The first blow to the hegemony of Roman Catholicism occurred with the development of the Great Schism: East-West Schism, event that precipitated the final separation between the Eastern Christian churches (led by the patriarch of Constantinople, Michael Cerularius) and the Western church (led by Pope Leo IX). The mutual excommunications by the pope and the patriarch in 1054 became a watershed in church history. The excommunications were not lifted until 1965, when Pope Paul VI and Patriarch Athenagoras I, following their historic meeting in Jerusalem in 1964, presided over simultaneous ceremonies that revoked the excommunication decrees. BRITANNICA: East-West Schism, Christianity, March 22, 2025.
The Western Schism (1378-1417):
From 1305 to 1377, the papal residence was moved from Rome to Avignon in southern France, and soon after its return to Rome in 1378, the great Schism of the West began.
This was a very difficult situation in which two popes appeared on the scene, and some years later, three (due to the different parties of cardinals gathered in conclave at Avignon, Rome, and Pisa). During all this upheaval, the Catholic people remained perplexed as to who was the legitimate pope.
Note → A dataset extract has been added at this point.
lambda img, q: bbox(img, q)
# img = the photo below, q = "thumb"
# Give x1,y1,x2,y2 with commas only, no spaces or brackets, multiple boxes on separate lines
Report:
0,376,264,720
The Council of Constance (1415-1418) restored unity to the Church after a difficult trial, with the election of a new pope, Martin V. MEDIUM: Divisions and Conflicts in Catholic Church History, by Obinna Oliseneku.
For many centuries, the Roman Catholic Church was the supreme source of knowledge, divine revelation, geography, and authority until a period of enlightenment known as the Renaissance commenced. This era began challenging many prevailing superstitions that were current in the Middle Ages and promulgated by the Roman Catholic Empire.
There is some debate over when exactly the Renaissance began. However, it is generally believed to have begun in Italy during the 14th century, after the end of the Middle Ages, and it reached its height there between the 1490s and the 1520s, a period referred to as the High Renaissance. Renaissance ideas and ways of thinking also began spreading to the rest of Europe in the 14th and 15th centuries. BRITANNICA: When Did The Renaissance Happen, March 19, 2025.
Prominent figures of the European Renaissance include:
the explorers Christopher Columbus, Ferdinand Magellan, and Hernán Cortés. They proved that the earth is not flat but round. That you couldn’t fall off the edge of the earth by sailing around the world. Contrary to the teachings of the Church.
Niccolò Machiavelli, the philosopher and statesman known for the political treatise The Prince
Francis Bacon, a statesman and philosopher considered the master of the English tongue
Nicolaus Copernicus, the astronomer who developed the theory that the solar system was centered on the Sun. Contrary to the teachings of the Catholic Church which taught that man and the earth were the center of God’s universe.
the poets Petrarch and Giovanni Boccaccio, who laid the foundations for humanism, the mode of thought at the core of the Renaissance
William Shakespeare, considered the greatest English dramatist of all time
Galileo, an astronomer and mathematician who helped disprove much medieval-era thinking in science. Ibid.
All of the above-mentioned historical developments did much to undermine the influence and prestige of the Roman Catholic religious, economic, and political Empire.